しかし、同じ診断名でも、仕事への影響、得意なこと、苦手なこと、必要な配慮は異なります。また、職場で起きる問題は、本人の障害特性だけで決まるものではありません。

精神障害者保健福祉手帳の等級についても、同じように考える必要があります。

手帳2級であることは、仕事上の能力や必要な配慮の内容を、そのまま示すものではありません。

等級だけで「雇用が難しい」「特別な準備が必要」と判断するのではなく、本人の経験、予定している仕事への影響、必要な配慮、企業側の受け入れ体制を個別に確認します。

例えば、次のような状態では、本人だけでなく、配属先の管理職や社員も対応に迷います。

  • 求人で説明した仕事と、入社後に任せる仕事が異なる
  • 本人へ期待する役割や成果が明確になっていない
  • 複数の社員が異なる指示を出している
  • 配慮することと、本人に求めることが整理されていない
  • 相談担当者はいるが、業務上の判断ができない
  • 欠勤や不調が生じた際の共有先が決まっていない

このような問題は、障害特性の知識だけでは解決できません。

初めての雇用だからこそ、採用前から仕事と役割、判断の流れを整理しておくことが必要です。

精神・発達障害者を初めて雇用する企業が、採用前に決めておく7つのこと

1.なぜ雇用し、どのような役割を任せるのか

最初に確認したいのは、その人を採用して、どのような仕事を担ってもらうのかという点です。

「法定雇用率を達成するため」「障害者を雇用する必要があるため」という採用目的だけでは、配属後に本人へ何を期待するのかが曖昧になります。

採用前に、次の内容を整理します。

  • 担当してもらう業務
  • その業務が組織の中で果たす役割
  • 入社時に求める能力や経験
  • 入社後に習得してもらう内容
  • 本人に期待する成果や行動
  • 将来的に広げる可能性がある業務

障害者雇用だからといって、補助的な仕事だけを用意する必要はありません。

一方で、仕事の内容を明確にしないまま採用し、入社後に「できそうな仕事を探す」という状態になると、本人の能力を活かしにくくなり、配属先にも判断が集中します。

2.求人で伝える仕事と、実際に任せる仕事を一致させる

求人票には「事務補助」「軽作業」「社内業務」などと書かれていても、実際の仕事にはさまざまな条件があります。

例えば、事務職でも、決められたデータを入力する仕事と、複数の依頼を調整しながら進める仕事では、必要な能力や判断が異なります。
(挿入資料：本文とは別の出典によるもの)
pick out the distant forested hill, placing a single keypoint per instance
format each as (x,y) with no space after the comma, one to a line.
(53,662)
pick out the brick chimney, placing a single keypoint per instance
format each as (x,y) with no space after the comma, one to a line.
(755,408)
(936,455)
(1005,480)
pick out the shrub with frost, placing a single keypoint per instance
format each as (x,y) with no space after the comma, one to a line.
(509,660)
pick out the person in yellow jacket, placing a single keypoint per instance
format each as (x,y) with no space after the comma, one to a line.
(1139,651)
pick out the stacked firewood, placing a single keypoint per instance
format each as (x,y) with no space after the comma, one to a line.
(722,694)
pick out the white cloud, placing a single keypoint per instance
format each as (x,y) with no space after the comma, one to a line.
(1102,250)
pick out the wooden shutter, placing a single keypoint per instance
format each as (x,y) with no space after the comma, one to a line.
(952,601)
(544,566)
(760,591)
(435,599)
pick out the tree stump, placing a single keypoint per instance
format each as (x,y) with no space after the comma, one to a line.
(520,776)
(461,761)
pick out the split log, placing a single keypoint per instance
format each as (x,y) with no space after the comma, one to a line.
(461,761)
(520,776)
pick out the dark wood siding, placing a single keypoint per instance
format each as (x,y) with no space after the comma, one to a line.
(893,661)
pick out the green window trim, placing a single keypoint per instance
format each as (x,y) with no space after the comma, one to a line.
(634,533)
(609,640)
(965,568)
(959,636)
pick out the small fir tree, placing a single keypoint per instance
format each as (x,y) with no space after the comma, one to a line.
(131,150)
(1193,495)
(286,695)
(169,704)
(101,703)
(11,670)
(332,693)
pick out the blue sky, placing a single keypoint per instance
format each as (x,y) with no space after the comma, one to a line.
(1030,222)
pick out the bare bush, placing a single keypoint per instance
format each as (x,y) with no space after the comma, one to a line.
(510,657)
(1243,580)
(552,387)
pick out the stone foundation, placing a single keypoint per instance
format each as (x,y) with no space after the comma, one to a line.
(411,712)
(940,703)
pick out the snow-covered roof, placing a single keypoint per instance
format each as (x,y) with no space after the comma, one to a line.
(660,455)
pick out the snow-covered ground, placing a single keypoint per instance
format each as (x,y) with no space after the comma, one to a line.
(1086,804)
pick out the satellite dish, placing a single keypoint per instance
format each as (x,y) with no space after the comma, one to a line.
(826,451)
採用前には、職種名だけでなく、次の内容を確認します。

  • 具体的な作業内容
  • 一日に扱う仕事の種類と量
  • 優先順位を自分で判断する必要があるか
  • 予定変更や突発的な依頼がどの程度あるか
  • 電話、接客、他部署との調整があるか
  • 仕事の期限と完了基準
  • 静かさ、音、人の動きなどの職場環境

可能であれば、職場見学、業務説明、実習などを通じて、本人と企業の双方が実際の仕事を確認します。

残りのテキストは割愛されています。